How did you start your career as a painter?
During World War II, when I was about 10 years old, I made a copy of Mickey Mouse on plywood, about four inches high in size, cut that out and painted it with my father's discarded pastel sticks which I pulverized and mixed with water. I thought it would be permanent and mounted it on a small, flat wooden stand. My sister-in-law was so delighted with it she paid me 40 centavos Japanese time money. My first art sale.
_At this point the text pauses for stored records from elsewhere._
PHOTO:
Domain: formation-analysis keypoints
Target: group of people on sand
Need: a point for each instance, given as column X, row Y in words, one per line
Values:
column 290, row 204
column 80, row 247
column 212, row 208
But of course one really starts any career by formally learning the craft and I started with weekly private tutoring under UP Prof. Dominador Castañeda in 1947. I was 14 years old and a first year high school student then. I then completed four years including summers of fine arts course at the Notre Dame University in Indiana, USA (1950-1954), after which I took an extra year of drawing at the Arts Students League of New York under the Dada German painter, George Grosz (1955-1956). I therefore started my career by going through eight long years of formal academic training.
Can you still recall the first image that you painted?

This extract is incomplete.